In the course of the evening, there is some stunning dancing to be admired. It too made me think that operetta actors should be able to dance in such a way and give a more physical dimension to any operetta performance. (Which was standard, 100 years ago.)
As an encore the group performs the one number that comes closest to an operetta: the famous hit song from Nazi times, “Ich wollt ich wär’ ein Huhn” by Hans Fritz Beckmann and Peter Kreuder, from the 1936 movie musical Glückskinder. (Sung by operetta stars Willy Fritsch and Lilian Harvey back then.)
The UdK student version was awe-inspiring as a performance that plays with words, meanings, and deconstructs the typical Nazi nonsense text – which is not so harmless and banal as many might think. The title of that song was intended for the Adam Benzwi/Anne Sofie von Otter show at Komische Oper (which was cancelled). I assume that Prof. Benzwi, who teaches at UdK, made his students sing this number. Doing so, they demonstrate that they are perfectly capable of updating such ideologically problematic material for a present-day audience. I wish they had included more such repertoire in their collage. But it doesn’t seem to be a repertoire that’s close to their hearts; which is understandable, since they grow up with different favorite shows and movies.
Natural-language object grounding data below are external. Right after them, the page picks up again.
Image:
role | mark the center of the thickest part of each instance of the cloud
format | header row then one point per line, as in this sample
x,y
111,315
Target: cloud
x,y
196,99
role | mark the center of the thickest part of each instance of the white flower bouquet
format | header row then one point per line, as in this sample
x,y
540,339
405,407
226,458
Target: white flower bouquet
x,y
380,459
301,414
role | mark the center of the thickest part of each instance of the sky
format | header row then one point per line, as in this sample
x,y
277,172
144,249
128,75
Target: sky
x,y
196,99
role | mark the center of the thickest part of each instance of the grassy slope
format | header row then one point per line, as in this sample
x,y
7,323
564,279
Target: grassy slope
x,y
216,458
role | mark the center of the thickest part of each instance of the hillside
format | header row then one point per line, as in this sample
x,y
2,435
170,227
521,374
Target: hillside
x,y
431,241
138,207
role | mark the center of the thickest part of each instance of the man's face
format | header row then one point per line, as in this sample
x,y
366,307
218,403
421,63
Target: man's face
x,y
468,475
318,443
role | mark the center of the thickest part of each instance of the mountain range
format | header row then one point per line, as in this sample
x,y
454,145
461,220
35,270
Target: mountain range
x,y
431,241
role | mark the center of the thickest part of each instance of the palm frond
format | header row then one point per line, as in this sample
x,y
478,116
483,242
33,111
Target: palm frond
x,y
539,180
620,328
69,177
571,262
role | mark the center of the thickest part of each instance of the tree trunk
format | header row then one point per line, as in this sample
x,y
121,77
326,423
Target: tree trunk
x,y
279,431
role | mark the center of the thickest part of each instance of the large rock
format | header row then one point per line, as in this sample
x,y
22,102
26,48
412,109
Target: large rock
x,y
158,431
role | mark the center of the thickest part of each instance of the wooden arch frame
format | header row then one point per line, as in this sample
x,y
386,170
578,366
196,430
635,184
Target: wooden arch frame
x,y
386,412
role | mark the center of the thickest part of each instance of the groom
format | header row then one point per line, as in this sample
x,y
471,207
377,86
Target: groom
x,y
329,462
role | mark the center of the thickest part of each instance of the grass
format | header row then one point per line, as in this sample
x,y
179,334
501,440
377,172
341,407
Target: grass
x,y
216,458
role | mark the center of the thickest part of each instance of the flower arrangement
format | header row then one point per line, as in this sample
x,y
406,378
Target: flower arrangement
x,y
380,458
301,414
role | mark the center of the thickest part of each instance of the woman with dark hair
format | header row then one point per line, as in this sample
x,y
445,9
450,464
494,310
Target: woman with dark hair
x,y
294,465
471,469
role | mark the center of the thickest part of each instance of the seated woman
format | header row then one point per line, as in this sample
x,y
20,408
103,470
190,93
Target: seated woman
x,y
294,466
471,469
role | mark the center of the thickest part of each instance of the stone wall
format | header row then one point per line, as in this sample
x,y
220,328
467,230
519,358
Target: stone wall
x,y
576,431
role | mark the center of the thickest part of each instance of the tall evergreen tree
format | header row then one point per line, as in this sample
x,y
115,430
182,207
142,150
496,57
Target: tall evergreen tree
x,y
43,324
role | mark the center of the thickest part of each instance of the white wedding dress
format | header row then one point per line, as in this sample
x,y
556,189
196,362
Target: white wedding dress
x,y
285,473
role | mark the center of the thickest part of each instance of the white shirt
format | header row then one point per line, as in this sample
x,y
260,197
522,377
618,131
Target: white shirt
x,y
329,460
Instead of Adam Benzwi, who usually accompanies his students, there is Hans-Jörn Brandenburg at the piano, doing an excellent job. The only indication that Mr. Benzwi wasn’t the musical supervisor is the fact that song lyrics are often handled with too little care and nuance. But again, the students are barely 20, there is time for future development.
Compared with the students in Osnabrück who I recently heard in Die Blume von Hawaii, the Berlin group seems more ‘adult’ and ‘grown up’ on stage. They are also different ‘types’ with a different style of performing. Personally, I would have loved to see that ‘style’ applied to Blume von Hawaii: Ngako Keuni would be an interesting Prince Lilo Taro, Nicola Kripylo an excellent Princess Laya, and Florentine Beyer a cheeky Bessie.
Who knows, maybe one day the UdK collage will be composed entirely of Abraham material. And if that material is then mixed with philosophical statements such as “online sexuality is real sexuality,” which you hear here as one of many ‘post-modern bla bla statements about lack of orientation’ (“postmodernes Orientierungslosigkeitsgeschwafel”) – then I’d be in heaven.